А та, которую так пылко он любил,
объятая мечтами, восседая
на троне царственном, в любви сгорая,
рассудком трезвым остужала пыл.

Хоть жгли ее обида и тревога,
но выше страсти был священный долг.
И по ночам - одна - молила Бога:
“Хоть в смерти дай свидания залог!
Пусть в этой жизни связана обетом
вести народ и о себе забыть,
коль здесь не суждено его любить,
чтоб оградить священный трон. Заветам
древнейшим в жизни буду я верна.
Но неужели даже смерть сама
прервать союз постылый не поможет?!
Когда-нибудь свидание, быть может,
мне суждено? А если нет, тогда
последним домом будет мне могила.
Но умоляю, чтобы навсегда
меня похоронили рядом с милым...”-

Так плакала. И плачу Бог внимал.
И вскоре дщерь возлюбленной назвал.

          ***********************


Тамара же судьбу не проклинала.
Деяниями укрепив страну
и завершив тяжелую войну,
однажды завещанье написала :
в Иерусалиме поместить велела
хоть после смерти собственное тело.

Там жил Поэт. Туда рвалась мечта
той женщины, которой красота
была воспета в сказочном творенье.
И помнила, как,  вставши на колени,
вручил Поэт, светящийся и юный,
поэму в ослепленье и безумье.

О память,  как жестока и верна!
В один момент припомнила она,
как дрогнул голос вещего певца,
как принимала дар  и как сердца
забились в унисон лишь на мгновенье.
Его изгнанье и ее терпенье...

Теперь в разлуке годы проходили,
но чудилось ей, будто тот Поэт
все так же светел, словно пощадили
его чело невзгоды страшных лет.

И знала, что по-прежнему любима.
И смерть звала, приблизить не боясь
всей жизни,  будто бы прошедшей мимо,
конец, что предначертан отродясь.

И жизнь прошла. И завершился срок.
Трон опустел. Народ был безутешен.
Кто из царей был столько же безгрешен?
Кто ближе был?.. Печальнейший  итог
любая смерть - желанна иль нежданна, -
она среди живых рождает страх
лишь потому, что в смерти видят прах
иль горстку пыли, что однажды канет.

Но смерть бывает разной. И она
бывает так нежна и так бела,
как легкое прикосновенье Бога.
А вслед за смертью - дальняя дорога.
               
Так, путь земной пройдя до половины,
пустилась в новый путь, куда любимый
ушел однажды, подчинясь судьбе,
желанный образ унося в себе.

И сохраняя в величайшей тайне,
так, чтобы уберечь от надруганья,
глубокой ночью выносили тело,
вернейшим людям поручая дело.

Путь был тернист.
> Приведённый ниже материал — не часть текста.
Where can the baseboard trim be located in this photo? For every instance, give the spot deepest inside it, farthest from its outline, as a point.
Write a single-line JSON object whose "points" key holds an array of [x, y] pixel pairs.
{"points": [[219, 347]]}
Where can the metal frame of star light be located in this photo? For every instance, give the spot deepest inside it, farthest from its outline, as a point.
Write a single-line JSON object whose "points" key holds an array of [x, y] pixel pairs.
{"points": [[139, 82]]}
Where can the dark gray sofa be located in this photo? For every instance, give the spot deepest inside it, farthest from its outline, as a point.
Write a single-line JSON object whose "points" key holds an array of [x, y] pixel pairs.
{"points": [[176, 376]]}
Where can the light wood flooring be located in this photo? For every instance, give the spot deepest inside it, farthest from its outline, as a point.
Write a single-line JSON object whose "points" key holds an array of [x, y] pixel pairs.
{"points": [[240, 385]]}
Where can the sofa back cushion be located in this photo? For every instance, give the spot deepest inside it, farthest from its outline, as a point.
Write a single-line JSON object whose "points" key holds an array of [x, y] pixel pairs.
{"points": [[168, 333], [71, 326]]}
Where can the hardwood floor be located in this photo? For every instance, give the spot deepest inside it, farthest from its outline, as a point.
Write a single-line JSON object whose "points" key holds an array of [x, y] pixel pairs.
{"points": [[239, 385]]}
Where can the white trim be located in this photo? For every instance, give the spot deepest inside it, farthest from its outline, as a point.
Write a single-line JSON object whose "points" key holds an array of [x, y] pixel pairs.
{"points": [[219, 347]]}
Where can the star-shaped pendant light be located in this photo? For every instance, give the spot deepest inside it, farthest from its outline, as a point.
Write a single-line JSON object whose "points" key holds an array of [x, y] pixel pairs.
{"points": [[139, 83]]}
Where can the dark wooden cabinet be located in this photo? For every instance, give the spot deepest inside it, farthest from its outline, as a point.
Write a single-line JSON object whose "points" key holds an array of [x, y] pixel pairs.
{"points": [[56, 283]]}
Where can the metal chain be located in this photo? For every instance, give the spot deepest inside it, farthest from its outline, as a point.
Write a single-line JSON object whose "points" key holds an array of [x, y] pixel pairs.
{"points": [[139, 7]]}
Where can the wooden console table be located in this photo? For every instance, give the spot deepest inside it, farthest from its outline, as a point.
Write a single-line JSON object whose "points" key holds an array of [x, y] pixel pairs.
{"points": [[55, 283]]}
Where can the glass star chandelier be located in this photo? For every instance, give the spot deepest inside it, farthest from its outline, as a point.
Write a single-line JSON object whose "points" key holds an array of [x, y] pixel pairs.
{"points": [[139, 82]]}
Как некогда Поэт,
превозмогая боль, увидел свет,
так, возлежа теперь на новом ложе,
царица свет приметила похожий
на тот, что рисовался лишь в мечтах:
свет солнца отражался в куполах,
сияние сулило ей спасенье,
и в смерти увидала воскресенье.

Но день прошел. И в темноте безлунной
внесли во храм,  притихший и безлюдный.
Там - в глубине - сияли образа,
и среди многих глаз одни глаза
смотрели просветленно и печально,
как будто бы угадывая тайну.

Тень отделилась, подошла ко гробу.
Затем в тиши звенящей голос дрогнул.
И свита расступилась. Поредела
стена. И смерти приоткрылась дверь.

Монах взглянул. И через эту щель
ее увидел. Не было предела
тоске и скорби. Даже смерть не смела
лишить красы измученное тело.

Нахлынули, роясь, воспоминанья
тех лет и дней, прошедших с расставанья.
И смерть пугала только потому,
что неподвластна чувству и уму.


Ведь сей удел был предрешен заранее -
так каждый обречен на умирание:
одни - от бед, другие - от тоски,
от скуки третьи или от болезни,
а избранные - от любви и песни -
от боли сладостной, сжимающей виски.

Он знал, что умерла в один из дней
от чувств высоких, что боролись в ней.

Потом в молчанье свита наблюдала,
как на колени незнакомец встал
и так немые губы целовал,
и как душа скорбящая рыдала.

Вот встреча долгожданная промчалась,
ему - мгновеньем - пронеслась, как дым,
но показалась вечностию им,
смутила души, в памяти осталась...

Затем во склеп богатый понесли
и там оставили навеки тело.
Дверь затворили. Завершили дело,
и тайну ту с собою унесли.

Никто из них не знал, что смерть стояла
за спинами у них. Но грянул час.
Никто не спасся. Никого не спас
обет молчанья данный. И немало
погибло душ за то, чтоб не узнал
никто про путь последний и привал.

Один лишь он - монах или поэт -
неузнанным остался и секрет
с собой унес, и до скончанья дней
как верный друг и страж был рядом с ней.

И ровно в полночь души их встречались
у двери склепа, где стихи читал.
Он закрывал глаза и представлял
ее живой. Но солнце поднималось -

виденье  исчезало. Тщетно он
продлить пытался сказочный свой сон.
И днем он ждал, слоняясь, словно тень,
минуты той, когда угаснет день.

Потом и сам угас. Но может быть,
им суждена была иная встреча,
и в жизни новой обвенчала Вечность
двоих, сумевших верность сохранить.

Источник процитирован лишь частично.